Lamivudine/emtricitabine-resistant strains will respond to tenofovir. LFT results should be monitored frequently after starting HAART because of the possibility of an inflammatory flare from immune reconstitution (see Section 6.1.3). 6.1.12 Where the CD4 cell count is <500 cells/μL, HAART should be continued postpartum if HBV coinfection exists because

of the increased risk of HBV progressive disease. Grading: 1B 6.1.13 Where the CD4 cell count is >500 cells/μL and there is no other indication to treat HBV, consideration should be given to continuing anti-HBV treatment postpartum with HAART incorporating tenofovir PI3K inhibitor and emtricitabine. Grading: 2C 6.1.14 If a decision is taken to discontinue therapy, careful monitoring of liver function is imperative. Grading: 2D 6.1.15 Where the CD4 cell count is >500 cells/μL and there is HBV viraemia and evidence of liver inflammation or fibrosis, HAART containing tenofovir and emtricitabine should be continued. Grading: 2C 6.1.16 Hepatitis flares that occur after HAART cessation should be treated by resumption of active anti-HBV treatment before significant liver dysfunction occurs. Grading: 2D The decision to

continue ART or not postpartum depends on whether HAART was indicated for maternal health and the level of HBV-related hepatic activity/fibrosis. There is consensus that all persons with active (HBsAg-positive and/or HBV DNA-positive) coinfection should receive ARVs if SB431542 solubility dmso their CD4 cell count is <500 cells/μL [154],[170]. Hence, HAART incorporating agents active against HBV (tenofovir

and emtricitabine) should be continued in this group.
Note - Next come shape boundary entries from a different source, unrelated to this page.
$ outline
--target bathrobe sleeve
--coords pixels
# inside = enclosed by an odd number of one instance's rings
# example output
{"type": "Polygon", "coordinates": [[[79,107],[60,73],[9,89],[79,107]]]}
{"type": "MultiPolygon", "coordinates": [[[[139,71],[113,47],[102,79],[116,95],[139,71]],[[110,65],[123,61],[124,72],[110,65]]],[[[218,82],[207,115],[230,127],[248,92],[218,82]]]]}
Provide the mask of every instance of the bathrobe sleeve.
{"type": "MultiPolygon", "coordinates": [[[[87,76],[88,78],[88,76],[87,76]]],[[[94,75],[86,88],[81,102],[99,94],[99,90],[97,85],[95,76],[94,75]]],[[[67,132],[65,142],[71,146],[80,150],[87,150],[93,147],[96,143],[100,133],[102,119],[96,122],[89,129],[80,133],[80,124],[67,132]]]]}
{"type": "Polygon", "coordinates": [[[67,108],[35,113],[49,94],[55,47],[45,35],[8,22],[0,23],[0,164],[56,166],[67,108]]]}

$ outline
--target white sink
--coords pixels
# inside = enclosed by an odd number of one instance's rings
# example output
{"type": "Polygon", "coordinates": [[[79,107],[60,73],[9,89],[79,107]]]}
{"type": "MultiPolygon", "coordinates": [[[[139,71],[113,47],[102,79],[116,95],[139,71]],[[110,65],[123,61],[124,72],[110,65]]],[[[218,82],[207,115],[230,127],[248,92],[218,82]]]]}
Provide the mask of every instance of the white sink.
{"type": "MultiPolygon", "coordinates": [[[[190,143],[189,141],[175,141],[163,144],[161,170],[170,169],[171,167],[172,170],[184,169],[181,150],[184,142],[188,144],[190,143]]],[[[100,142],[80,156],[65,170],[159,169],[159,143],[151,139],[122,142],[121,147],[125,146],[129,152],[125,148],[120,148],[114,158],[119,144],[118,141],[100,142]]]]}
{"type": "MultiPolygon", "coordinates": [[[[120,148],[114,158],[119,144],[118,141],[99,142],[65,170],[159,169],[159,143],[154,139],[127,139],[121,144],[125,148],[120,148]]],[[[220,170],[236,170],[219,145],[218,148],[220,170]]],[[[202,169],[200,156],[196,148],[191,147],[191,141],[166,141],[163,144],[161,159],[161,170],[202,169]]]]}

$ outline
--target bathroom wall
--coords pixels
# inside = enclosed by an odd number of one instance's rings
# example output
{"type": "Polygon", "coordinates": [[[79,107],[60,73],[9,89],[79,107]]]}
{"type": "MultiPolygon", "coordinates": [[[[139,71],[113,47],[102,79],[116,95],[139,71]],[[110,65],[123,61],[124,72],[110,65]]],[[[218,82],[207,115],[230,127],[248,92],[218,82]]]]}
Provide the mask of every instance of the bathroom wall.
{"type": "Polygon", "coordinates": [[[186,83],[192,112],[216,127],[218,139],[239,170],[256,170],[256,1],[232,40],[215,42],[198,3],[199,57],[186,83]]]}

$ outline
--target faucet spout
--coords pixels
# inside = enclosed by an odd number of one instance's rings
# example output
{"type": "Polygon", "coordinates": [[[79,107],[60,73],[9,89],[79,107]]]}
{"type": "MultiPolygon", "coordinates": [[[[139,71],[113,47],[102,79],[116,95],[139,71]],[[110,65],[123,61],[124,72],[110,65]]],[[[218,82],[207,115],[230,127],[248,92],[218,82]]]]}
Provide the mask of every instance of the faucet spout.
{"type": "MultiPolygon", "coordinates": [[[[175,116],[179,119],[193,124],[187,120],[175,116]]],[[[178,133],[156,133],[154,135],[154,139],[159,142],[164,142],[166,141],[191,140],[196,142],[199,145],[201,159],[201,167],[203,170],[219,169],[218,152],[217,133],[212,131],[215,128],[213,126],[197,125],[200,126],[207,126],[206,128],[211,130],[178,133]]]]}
In those women with CD4 cell counts of >500 cells/μL with a baseline HBV DNA >2000 IU/mL and/or evidence of fibrosis on biopsy or Fibroscan, HBV treatment should be continued because of the risk of progressive liver disease if discontinued. In these second patients, HAART incorporating tenofovir and emtricitabine should be continued. Adefovir is an option and has been evaluated against HBV in coinfected patients. It does not select resistance against tenofovir but is less active than tenofovir. Neither entecavir (has antiviral activity to HIV and selects resistance) nor telbivudine (high resistance rates) are suitable in coinfection. In those with CD4 cell counts over 500 cells/μL who received HAART to prevent MTCT and who are not HBV viraemic (>2000 IU/mL) or have evidence of established liver disease, strong consideration should be given to continuing anti-HBV therapy, in the form of tenofovir-based HAART because of the risk of progression of liver disease in coinfection. Inflammatory flares, which may be severe, particularly in persons with cirrhosis can occur because of viral escape and HBV viraemia, if anti-HBV drugs are stopped.